Numpy - correlation coefficient and related statistical functions don't give same results

Question

For data X = [0,0,1,1,0]and Y = [1,1,0,1,1]

>> np.corrcoef(X,Y) 

returns

array([[ 1.        , -0.61237244],
       [-0.61237244,  1.        ]])

However, I cannot reproduce this result using np.var and np.cov given the equation shown in http://docs.scipy.org/doc/numpy/reference/generated/numpy.corrcoef.html:

>> np.cov([0,0,1,1,0],[1,1,0,1,1])/sqrt(np.var([0,0,1,1,0])*np.var([1,1,0,1,1]))

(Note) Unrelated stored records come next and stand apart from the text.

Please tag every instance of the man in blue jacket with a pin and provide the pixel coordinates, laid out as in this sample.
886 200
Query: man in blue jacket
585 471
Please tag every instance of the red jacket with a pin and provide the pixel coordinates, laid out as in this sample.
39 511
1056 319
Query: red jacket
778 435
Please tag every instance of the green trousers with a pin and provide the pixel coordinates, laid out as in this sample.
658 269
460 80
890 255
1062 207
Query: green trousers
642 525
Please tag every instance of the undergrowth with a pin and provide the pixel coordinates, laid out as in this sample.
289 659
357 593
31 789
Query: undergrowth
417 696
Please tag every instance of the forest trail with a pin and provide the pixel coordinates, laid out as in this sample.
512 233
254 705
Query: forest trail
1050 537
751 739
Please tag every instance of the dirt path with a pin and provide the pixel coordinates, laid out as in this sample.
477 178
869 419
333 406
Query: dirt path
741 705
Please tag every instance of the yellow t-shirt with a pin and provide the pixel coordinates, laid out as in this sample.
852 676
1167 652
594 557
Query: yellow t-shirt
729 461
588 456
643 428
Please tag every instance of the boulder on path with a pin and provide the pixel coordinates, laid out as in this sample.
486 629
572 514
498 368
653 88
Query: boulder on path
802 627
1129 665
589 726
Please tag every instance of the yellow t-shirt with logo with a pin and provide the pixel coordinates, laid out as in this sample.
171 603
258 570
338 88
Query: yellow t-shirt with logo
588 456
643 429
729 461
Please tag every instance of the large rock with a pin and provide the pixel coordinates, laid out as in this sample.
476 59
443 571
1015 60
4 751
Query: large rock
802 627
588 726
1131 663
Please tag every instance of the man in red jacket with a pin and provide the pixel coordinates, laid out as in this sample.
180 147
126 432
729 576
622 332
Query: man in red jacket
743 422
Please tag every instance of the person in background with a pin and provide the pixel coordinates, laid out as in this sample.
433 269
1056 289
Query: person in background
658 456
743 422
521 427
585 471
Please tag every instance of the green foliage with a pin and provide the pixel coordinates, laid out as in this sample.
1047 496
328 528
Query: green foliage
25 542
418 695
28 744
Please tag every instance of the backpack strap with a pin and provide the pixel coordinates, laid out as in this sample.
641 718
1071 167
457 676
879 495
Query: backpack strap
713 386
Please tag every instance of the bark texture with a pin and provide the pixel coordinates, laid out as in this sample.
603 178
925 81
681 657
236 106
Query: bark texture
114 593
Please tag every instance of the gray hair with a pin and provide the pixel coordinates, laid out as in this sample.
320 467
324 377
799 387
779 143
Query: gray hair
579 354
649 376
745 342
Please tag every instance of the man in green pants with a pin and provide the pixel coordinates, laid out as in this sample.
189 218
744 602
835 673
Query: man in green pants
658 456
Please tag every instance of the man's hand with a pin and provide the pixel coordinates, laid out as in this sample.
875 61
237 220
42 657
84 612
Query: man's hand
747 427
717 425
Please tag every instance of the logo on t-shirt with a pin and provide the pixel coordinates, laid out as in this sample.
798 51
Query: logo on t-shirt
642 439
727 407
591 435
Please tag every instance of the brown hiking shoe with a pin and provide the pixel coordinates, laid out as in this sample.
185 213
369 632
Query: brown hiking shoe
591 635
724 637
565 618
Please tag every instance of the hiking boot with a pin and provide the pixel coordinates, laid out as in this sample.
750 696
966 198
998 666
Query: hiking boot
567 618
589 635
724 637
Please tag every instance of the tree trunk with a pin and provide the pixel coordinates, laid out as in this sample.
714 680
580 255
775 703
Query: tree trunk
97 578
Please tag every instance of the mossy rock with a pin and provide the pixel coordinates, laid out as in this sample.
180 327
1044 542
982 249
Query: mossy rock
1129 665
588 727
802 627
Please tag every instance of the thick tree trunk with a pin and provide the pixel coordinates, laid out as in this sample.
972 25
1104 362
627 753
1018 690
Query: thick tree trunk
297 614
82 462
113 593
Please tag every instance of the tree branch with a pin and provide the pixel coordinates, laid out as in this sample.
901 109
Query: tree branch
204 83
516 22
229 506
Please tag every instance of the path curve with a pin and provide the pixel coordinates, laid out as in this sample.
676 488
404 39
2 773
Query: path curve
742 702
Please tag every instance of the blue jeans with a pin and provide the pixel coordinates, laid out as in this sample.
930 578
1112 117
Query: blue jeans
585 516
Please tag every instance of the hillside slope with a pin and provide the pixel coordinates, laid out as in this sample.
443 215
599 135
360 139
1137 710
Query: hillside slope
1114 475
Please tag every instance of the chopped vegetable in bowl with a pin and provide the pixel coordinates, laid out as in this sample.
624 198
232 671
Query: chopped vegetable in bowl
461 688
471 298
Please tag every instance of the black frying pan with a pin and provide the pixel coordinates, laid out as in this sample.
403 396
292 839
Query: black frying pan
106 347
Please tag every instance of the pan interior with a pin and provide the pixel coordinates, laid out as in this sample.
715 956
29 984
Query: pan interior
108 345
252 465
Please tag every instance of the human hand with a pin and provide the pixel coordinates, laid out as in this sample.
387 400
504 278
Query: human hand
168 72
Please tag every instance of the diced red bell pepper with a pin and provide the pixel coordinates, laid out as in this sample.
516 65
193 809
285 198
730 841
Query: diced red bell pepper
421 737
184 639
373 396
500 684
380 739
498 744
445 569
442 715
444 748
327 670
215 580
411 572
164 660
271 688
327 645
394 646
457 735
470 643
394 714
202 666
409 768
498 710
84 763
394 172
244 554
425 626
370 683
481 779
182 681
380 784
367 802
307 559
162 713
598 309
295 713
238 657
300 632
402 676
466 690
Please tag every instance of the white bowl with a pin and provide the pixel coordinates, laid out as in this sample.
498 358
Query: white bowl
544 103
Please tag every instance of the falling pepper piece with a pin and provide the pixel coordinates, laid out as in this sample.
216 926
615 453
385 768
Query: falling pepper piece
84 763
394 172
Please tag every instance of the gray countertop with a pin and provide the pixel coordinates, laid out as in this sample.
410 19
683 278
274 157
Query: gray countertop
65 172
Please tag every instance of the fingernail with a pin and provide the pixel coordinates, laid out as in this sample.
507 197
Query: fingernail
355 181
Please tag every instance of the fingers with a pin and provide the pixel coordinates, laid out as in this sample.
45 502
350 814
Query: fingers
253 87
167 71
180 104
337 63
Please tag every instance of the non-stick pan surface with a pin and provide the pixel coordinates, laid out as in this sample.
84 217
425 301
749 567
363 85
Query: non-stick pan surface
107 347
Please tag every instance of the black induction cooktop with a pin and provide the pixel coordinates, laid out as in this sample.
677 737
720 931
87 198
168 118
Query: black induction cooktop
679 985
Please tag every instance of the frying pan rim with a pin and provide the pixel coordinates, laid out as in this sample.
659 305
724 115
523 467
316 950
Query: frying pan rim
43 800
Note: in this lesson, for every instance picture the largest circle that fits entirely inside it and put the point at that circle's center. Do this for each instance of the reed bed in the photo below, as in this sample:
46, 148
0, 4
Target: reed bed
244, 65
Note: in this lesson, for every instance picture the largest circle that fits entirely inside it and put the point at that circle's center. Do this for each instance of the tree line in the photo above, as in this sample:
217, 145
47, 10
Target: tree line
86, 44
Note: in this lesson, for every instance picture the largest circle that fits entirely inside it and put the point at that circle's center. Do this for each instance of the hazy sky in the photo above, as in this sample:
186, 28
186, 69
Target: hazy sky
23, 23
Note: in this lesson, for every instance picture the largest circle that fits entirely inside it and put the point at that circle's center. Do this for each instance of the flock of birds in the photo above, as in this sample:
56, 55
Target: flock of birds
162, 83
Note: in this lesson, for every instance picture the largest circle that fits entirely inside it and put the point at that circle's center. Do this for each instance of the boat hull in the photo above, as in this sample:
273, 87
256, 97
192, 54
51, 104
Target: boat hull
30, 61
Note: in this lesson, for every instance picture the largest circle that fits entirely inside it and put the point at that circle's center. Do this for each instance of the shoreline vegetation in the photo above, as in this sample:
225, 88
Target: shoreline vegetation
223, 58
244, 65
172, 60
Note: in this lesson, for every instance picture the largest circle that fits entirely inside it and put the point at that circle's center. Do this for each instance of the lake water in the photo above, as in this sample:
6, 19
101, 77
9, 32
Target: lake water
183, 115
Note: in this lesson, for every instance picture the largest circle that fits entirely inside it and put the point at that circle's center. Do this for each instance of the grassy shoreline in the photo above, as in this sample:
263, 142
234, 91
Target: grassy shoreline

array([[ 1.53093109, -0.76546554],
       [-0.76546554,  1.02062073]])

What's going on here?

Answer 1

This is because, np.var default delta degrees of freedom is 0, not 1.

In [57]:

X = [0,0,1,1,0]
Y = [1,1,0,1,1]
np.corrcoef(X,Y) 
Out[57]:
array([[ 1.        , -0.61237244],
       [-0.61237244,  1.        ]])
In [58]:

V = np.sqrt(np.array([np.var(X, ddof=1), np.var(Y, ddof=1)])).reshape(1,-1)
np.matrix(np.cov(X,Y))
Out[58]:
matrix([[ 0.3 , -0.15],
        [-0.15,  0.2 ]])
In [59]:

np.matrix(np.cov(X,Y))/(V*V.T)
Out[59]:
matrix([[ 1.        , -0.61237244],
        [-0.61237244,  1.        ]])

Or looks it the otherway:

In [70]:

V=np.diag(np.cov(X,Y)).reshape(1,-1) #the diagonal elements
In [71]:

np.matrix(np.cov(X,Y))/np.sqrt(V*V.T)
Out[71]:
matrix([[ 1.        , -0.61237244],
        [-0.61237244,  1.        ]])

What is really going on, np.cov(m, y=None, rowvar=1, bias=0, ddof=None), when bias and ddof both not provided, the default normalization is by N-1, N being the number of observation. So, that is equivalent to have delta degrees of freedom of 1. Unfortunately, the default for np.var(a, axis=None, dtype=None, out=None, ddof=0, keepdims=False) has the default delta degrees of freedom of 0.

Whenever unsure, the safest way is to grab the diagonal elements of the covariance matrix rather than calculate var separately, to ensure consistent behavior.